The increasing reliance on communication networks to transmit more complex data, such as voice and video traffic, is causing a very high demand for bandwidth. To resolve this demand for bandwidth, communications networks are relying upon optical fiber to transmit this complex data. Conventional communication architectures that employ coaxial cables are slowly being replaced with communication networks that comprise only fiber optic cables. One advantage that optical fibers have over coaxial cables is that a much greater amount of information can be carried on an optical fiber.
Meanwhile, one problem that data service providers face when changing from coaxial cables to optical fibers is the expense of building their own optical network. Similar to traditional coaxial cable networks, in order for a service provider to compete with another service provider, it has been typical business practice for the service provider to build its own network relative to the network of the competing service provider.
Instead of the service providers building their own separate optical networks, some municipalities have proposed constructing optical networks for their residents in which service providers could share the newly constructed optical networks. One proposed conventional way for service providers to share a municipal optical network is by using digital signals such as internet protocol (IP) packets to support data as well as voice and video services.
For video services, transmitting video information in IP packets would require digital optical transmitters to modulate a digital optical carrier. Digital optical receivers would be needed to demodulate the digital optical carrier. And digital electrical receivers such as digital set top terminals (STTs) or boxes would be required to decipher the video services contained in the IP packets. Such set top boxes are expensive and make implementing an all digital optical network very cost prohibitive for both the municipality and the service providers.
To eliminate the need of set top boxes to support digital video services, service providers could modulate analog optical carriers of different wavelengths with analog electrical Radio Frequency (RF) signals. Once the analog optical carriers are converted to the electrical domain at the subscriber location, a television (TV) set could easily process the video information from the electrical video signals without the need of a set top box.

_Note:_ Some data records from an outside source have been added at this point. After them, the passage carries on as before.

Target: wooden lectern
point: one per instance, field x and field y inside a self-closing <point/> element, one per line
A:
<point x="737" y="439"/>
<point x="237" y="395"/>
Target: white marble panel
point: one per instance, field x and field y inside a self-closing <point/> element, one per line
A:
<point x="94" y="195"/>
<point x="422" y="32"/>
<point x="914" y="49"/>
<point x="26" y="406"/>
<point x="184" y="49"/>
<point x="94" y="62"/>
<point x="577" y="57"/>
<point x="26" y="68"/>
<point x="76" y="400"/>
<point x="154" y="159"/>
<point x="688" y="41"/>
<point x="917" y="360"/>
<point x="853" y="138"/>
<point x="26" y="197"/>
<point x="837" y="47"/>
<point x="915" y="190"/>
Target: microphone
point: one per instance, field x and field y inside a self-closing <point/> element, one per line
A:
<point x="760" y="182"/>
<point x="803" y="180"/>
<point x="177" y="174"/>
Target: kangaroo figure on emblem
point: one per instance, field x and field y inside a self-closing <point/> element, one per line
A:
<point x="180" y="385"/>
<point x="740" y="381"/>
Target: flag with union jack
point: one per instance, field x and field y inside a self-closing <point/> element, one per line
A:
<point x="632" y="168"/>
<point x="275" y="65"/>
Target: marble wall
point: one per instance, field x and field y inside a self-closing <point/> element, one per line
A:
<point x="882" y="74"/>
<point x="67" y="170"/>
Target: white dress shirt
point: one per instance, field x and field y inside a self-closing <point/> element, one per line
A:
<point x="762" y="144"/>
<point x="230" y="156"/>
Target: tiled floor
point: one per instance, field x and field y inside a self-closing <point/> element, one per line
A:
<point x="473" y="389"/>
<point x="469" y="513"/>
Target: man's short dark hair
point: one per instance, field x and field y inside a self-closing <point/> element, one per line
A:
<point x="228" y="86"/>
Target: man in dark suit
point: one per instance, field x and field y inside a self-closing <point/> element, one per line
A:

However, at least one problem exists when multiple service providers attempt to share an optical network using analog optical signals propagating at different wavelengths: Stimulated Raman Scattering (SRS).
SRS can cause mutual interference between two broadcast signals occupying the same RF channel on different optical wavelengths on the same optical waveguide. SRS is typically made worse by longer optical waveguides and, effectively, by larger splitting ratios. SRS can create crosstalk between the two signals on different wavelengths. For analog TV applications, crosstalk manifests itself as a ghost image of the other signal in the best case, and as a beat (moving lines in the picture) in the worst and most common case.
Accordingly, there is a need in the art for a system and method for communicating optical signals between a data service provider and a subscriber that can eliminate the effects of SRS when multiple data service providers are sharing a single optical network using optical carriers of different wavelengths. Another need exists in the art for supporting analog optical carriers of different wavelengths for large distances in an optical network in which numerous optical carriers can be split several times. Another further need exists in the art for a method and system that can support both analog and digital optical carriers in order to provide video as well as data services such as internet connections and telephone services.